This is not just for old ladies! Young folk, athletes and old people are all able to acquire this problem.

What is osteoporosis? Essentially, it is your bones not containing enough mineral content. This means there are fewer struts, beams and columns in your bony framework making it weaker.  It can happen through out your whole body or to one particular area.  It depends on upon how you use your body.

Your bones are not dead.  They are constantly adding new bits and cleaning away old bits to adapt to your environment.

The cells that build bones are called osteoblasts and the one that remove or reabsorb bones are called osteoclasts.  If your body senses you are loading more forces through your bones osteoblasts step up their game and build the bones tougher by laying down more mineral content. The toughness is built in the direction you are using them.  They adapt to our lifestyles.

This really is amazing. It means that a rower will have bone strength in completely different areas to a cyclist. The body packs more minerals into the limbs that need to do the most. Historically, these minerals were not always in the supply they are in today and they are pretty heavy so our bodies keep them only where and when required.

So building strong bones and maintaining them over a lifetime means constantly eating quality food and constantly training you body.  You want your bones to be able to accept stress from every angle without breaking.  This means training in many different ways so that your body building strong bones in every direction.

During a first aid course I did a few years ago the instructor was talking about how easily it is to break a cyclists ribs during CPR (which involves pushing in the chest with force.) Despite exercising regularly and having seriously powerful legs, the cyclist may have little bone mass or strength in the arms and ribs.  This is because these areas don’t do much during a bike ride.  The legs and pelvis does all the work with the rest just comes along for the ride.  In this case the cyclist would have great bone mass in their lower body but osteoporosis (potentially) in their upper body.

The reductionist medical folk will prescribe calcium for osteoporosis.  Calcium is the main mineral we are talking about.  This is about as useful as slurping down protein drinks whilst lying on the couch waiting for big biceps.  We know it’s food plus hard work at the gym to get the beefcake biceps. The bones need hard work too.

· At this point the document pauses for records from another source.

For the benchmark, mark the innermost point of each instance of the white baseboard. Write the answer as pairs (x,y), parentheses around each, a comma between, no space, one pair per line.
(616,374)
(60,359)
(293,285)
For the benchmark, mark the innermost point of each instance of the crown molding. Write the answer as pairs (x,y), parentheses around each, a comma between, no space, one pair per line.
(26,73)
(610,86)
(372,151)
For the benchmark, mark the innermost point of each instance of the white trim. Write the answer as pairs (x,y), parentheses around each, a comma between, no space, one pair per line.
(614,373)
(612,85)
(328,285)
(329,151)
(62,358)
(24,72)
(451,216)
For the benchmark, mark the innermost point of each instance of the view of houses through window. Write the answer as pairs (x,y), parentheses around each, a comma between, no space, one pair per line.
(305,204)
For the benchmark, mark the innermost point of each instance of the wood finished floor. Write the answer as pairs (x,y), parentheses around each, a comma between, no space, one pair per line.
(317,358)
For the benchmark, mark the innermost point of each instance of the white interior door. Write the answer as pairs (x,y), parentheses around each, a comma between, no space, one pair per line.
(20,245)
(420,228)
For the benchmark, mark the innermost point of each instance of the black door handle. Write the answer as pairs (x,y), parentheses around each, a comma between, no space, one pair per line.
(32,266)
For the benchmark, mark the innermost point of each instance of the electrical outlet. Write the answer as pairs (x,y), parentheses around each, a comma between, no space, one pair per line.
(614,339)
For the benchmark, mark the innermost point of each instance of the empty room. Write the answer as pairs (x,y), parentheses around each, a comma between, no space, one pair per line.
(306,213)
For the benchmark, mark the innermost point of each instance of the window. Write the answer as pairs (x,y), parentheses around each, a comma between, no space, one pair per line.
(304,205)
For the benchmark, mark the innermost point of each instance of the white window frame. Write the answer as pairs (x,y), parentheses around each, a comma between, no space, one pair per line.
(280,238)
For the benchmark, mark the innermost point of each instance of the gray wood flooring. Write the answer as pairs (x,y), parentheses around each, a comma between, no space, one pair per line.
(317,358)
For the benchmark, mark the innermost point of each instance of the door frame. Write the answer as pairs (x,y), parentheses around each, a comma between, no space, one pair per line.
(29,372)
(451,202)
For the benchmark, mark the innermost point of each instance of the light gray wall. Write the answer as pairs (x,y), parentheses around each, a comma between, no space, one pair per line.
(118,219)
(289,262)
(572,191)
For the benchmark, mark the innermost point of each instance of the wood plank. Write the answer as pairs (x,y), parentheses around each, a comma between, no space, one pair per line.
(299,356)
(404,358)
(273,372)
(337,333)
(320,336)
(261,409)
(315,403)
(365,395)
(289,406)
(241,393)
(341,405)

The other medical intervention is a drug that slows the function of osteoclasts (these are the cells which clean away the old bone) which are called bisphosphonates. The most well known is called Fosamax.  This results in more mineral content being present in the bones.  This drug has a list of serious side effects, one of which is spontaneous bone fractures. Yikes!

There is, and will never be, a chemical that takes the place of healthy living.  Osteoporosis can be prevented and improved by generalised weight bearing exercise, healthy sun exposure as well as great eating habits which are low in crap and high in nutrition. Not for a day or a week, but a lifetime.